Heartbreak as Jack tries to leverage Kim's friendship with Kathy's dad to get him an audition for a play. It's not like he couldn't call Fred Morse himself! "Hey, remember me? I was in that film you shot in Rome!" How hard would that have been, Jack? But no, it's all about pushing women around, isn't it Jack. A valuable life lesson in "Men To Avoid", courtesy PRIVATE SECRETARY.
Tough finding a job, isn't it Kim? It's almost as if your three former ad-exec bosses warned you about this, or something.
Luckily old Fred Morse is right there to throw another job in Kim's lap. A job that was hers for the taking all along if she'd only asked for it in the first place, instead of letting her foolish pride dictate her actions.
Uh oh girl, look who's back! It's lover boy "if you can't help me I'll find someone who can" Jack, who has come back into Kim's life coincidentally at the exact moment that Kim can, in fact, help him.
A stunning realization hits Kim. She's been played like a thirty-pound Northern Pike on high-test monofilament line. On the other hand, hey, Kim got steady employment out of the bum. That's more than a lot of women can say about their scumbag boyfriends!
And in a burst of GIRL POWER, Kim shuts down both her devious Romeo AND her career in show business! Take THAT, work and personal life - Kim is gonna be a private secretary, even if it kills her!
Again with the interviews, with the placement agencies, with the staring at the telephone waiting for it to ring until you could just scream - until finally Kim is, once again, a PRIVATE SECRETARY, as God intended. And we're right back where we started. In two weeks Kim will get bored with her new job and before you know it she's back on some cruise ship, batting her eyes at the second officer and getting assaulted in staterooms.

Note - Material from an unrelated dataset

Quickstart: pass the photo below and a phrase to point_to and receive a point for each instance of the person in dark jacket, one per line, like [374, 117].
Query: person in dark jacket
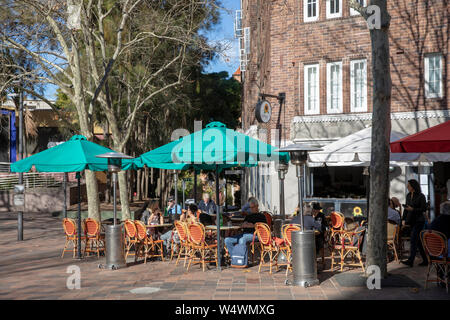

For whom was this comic book intended? Future career gals stuck in study hall, desperate for any entertainment? Comic book readers too timid for the high-paced thrills of 'Millie The Model' or 'Richie Rich'? Or was it, as we surmised at the beginning, a top-secret attempt by a evil conspiracy to deliberately create the most boring comic book ever made? Whatever the purpose, PRIVATE SECRETARY has truly distinguished itself, and our only wish is that it had remained private a little longer. Like, say, forever.